Some steps you can take include:
- listing all of the risks for your program you can think of and group them into categories. The categories might include financial, legal and governance, reputational, delivery. Then assess the likelihood and consequence of each risk occurring and the risk rating which results from that assessment. You need to determine whether you accept the risk rating (e.g. you are satisfied with a medium risk of unhappy stakeholders) or whether you seek to mitigate the risk (e.g. you are not comfortable with a medium risk of unhappy stakeholders and want to reduce it to a low risk). Identify what controls you can put in place to reduce either the likelihood or the consequence of that risk occurring and then determine the final risk rating. If you are not familiar with the risk assessment process, check out the ISO 31000 risk management standard for guidance.
- testing your risk management plan regularly. Are the controls you put in place to manage risks actually working? For example, if there needs to be dual signatories on financial expenditure, is this actually occurring or is a single person releasing the funds? If the latter, your control is not working and your risk is higher than you expected.
Is the program working?
By now, you may have been surprised by many things you didn’t expect to happen. The last thing you want to be surprised by is that an evaluation finds, or your stakeholders believe, that your program isn’t working. Take a deep breath and we’ll give you our last set of tips to manage this last question.
Some steps to take include:
- undertaking an evaluation of your program. You can do this internally or by commissioning an independent evaluation of your program. With an internal evaluation you benefit by personally conducting the evaluation and getting really familiar with all of its elements and the data and it can be less costly. With an external evaluation you benefit by being able to continue working on your business-as-usual responsibilities with the confidence that your program is being evaluated with the rigour it deserves, rather than being set to the side of your desk. Once you complete the evaluation, you will know which elements of your program are working well and you don’t need to worry about, and which elements need your attention to ensure your program addresses its intended problem appropriately, efficiently and effectively.
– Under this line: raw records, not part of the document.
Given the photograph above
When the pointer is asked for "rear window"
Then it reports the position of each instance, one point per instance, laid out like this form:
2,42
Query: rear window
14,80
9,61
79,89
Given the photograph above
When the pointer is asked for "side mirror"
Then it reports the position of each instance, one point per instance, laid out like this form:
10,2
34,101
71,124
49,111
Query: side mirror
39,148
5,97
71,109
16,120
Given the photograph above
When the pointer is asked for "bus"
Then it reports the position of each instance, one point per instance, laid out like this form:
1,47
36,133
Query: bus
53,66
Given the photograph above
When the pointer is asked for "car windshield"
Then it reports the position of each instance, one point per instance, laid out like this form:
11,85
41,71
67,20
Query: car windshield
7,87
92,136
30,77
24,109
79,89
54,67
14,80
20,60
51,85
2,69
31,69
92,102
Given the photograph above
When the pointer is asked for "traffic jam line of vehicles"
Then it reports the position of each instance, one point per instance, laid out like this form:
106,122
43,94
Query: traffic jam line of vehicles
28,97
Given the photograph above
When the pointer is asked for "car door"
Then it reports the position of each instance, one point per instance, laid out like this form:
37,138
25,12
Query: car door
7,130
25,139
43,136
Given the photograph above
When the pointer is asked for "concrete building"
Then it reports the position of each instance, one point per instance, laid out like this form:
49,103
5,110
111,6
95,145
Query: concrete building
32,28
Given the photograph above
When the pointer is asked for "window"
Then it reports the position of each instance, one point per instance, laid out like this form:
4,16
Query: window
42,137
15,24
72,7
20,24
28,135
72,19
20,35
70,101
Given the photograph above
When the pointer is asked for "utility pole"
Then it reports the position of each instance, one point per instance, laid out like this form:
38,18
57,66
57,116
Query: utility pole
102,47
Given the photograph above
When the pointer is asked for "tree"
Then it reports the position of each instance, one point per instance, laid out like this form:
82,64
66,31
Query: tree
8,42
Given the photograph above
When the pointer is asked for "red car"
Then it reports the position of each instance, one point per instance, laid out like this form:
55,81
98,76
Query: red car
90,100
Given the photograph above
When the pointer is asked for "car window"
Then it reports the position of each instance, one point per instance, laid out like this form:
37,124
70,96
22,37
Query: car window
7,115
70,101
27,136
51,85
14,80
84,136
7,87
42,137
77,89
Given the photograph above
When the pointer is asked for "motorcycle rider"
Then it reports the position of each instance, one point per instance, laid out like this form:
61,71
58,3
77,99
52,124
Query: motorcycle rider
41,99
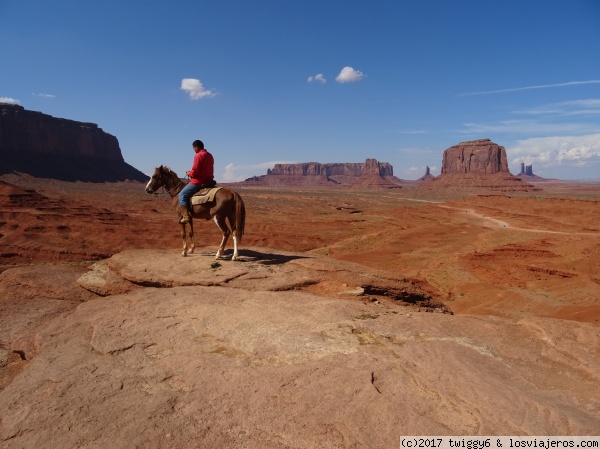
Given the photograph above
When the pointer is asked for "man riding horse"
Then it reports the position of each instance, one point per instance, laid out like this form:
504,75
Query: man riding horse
201,176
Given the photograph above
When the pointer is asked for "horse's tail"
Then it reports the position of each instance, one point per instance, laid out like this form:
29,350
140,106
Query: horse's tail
240,216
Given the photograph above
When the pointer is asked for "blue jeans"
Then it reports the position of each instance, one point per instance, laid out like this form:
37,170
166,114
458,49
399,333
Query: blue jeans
187,192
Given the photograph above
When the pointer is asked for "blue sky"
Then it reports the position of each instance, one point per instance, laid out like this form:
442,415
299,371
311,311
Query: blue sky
269,81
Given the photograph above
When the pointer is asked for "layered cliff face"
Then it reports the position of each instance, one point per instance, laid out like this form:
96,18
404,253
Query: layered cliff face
478,164
371,167
475,157
44,146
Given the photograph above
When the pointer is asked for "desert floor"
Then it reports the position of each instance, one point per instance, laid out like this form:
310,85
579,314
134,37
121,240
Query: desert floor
506,254
519,271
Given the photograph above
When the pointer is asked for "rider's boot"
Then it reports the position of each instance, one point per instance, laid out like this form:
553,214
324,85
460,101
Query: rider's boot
184,214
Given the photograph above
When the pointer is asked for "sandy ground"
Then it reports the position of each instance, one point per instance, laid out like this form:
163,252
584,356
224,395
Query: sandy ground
526,254
108,337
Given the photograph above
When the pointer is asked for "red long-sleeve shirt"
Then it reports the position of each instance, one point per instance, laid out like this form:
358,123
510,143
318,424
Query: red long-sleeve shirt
202,168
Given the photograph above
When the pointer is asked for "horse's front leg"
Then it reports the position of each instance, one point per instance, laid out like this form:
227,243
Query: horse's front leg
184,240
192,243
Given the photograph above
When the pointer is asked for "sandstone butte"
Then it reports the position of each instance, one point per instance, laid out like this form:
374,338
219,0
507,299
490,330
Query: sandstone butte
352,318
44,146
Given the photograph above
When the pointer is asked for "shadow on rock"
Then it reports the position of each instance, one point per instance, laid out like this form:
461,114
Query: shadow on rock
269,258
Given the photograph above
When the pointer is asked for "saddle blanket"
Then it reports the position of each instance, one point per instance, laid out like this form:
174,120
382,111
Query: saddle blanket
205,196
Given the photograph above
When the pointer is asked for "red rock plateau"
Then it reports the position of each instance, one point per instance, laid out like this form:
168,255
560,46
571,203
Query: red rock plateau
478,164
333,331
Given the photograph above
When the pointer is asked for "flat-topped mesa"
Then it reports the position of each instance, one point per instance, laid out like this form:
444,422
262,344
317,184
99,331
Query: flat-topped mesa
49,147
475,157
371,167
24,131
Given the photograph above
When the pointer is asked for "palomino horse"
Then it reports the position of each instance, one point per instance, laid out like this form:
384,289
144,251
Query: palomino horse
228,205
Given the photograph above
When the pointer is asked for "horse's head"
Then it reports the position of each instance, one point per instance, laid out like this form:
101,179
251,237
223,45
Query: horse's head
160,178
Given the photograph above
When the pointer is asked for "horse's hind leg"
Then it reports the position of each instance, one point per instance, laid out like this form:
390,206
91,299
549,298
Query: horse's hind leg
220,221
184,237
191,236
234,236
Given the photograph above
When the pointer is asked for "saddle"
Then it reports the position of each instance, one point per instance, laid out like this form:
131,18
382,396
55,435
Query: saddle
205,196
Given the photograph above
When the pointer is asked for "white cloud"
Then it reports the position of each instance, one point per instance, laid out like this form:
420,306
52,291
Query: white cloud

If you conduct your program evaluation internally, check out our DIY Program Evaluation Kit to help you get started.
- updating your program logic. You may have identified elements of your program which were missing from your program logic through the evaluation or which are mis-represented. Alternatively, your program objectives may need to change now that you have conducted the evaluation – maybe your program objectives were too easy, or too hard, for your program to realistically achieve.
Enjoy the learning experience. Program management can be demanding, challenging and nerve-racking when things don’t go quite to plan. Regardless of where your program is at and how it is performing, you personally will benefit significantly from your new role. Be sure to take stock of your own skills and development once in a while and reflect on how far you’ve come.
All the best from Grosvenor in your new role!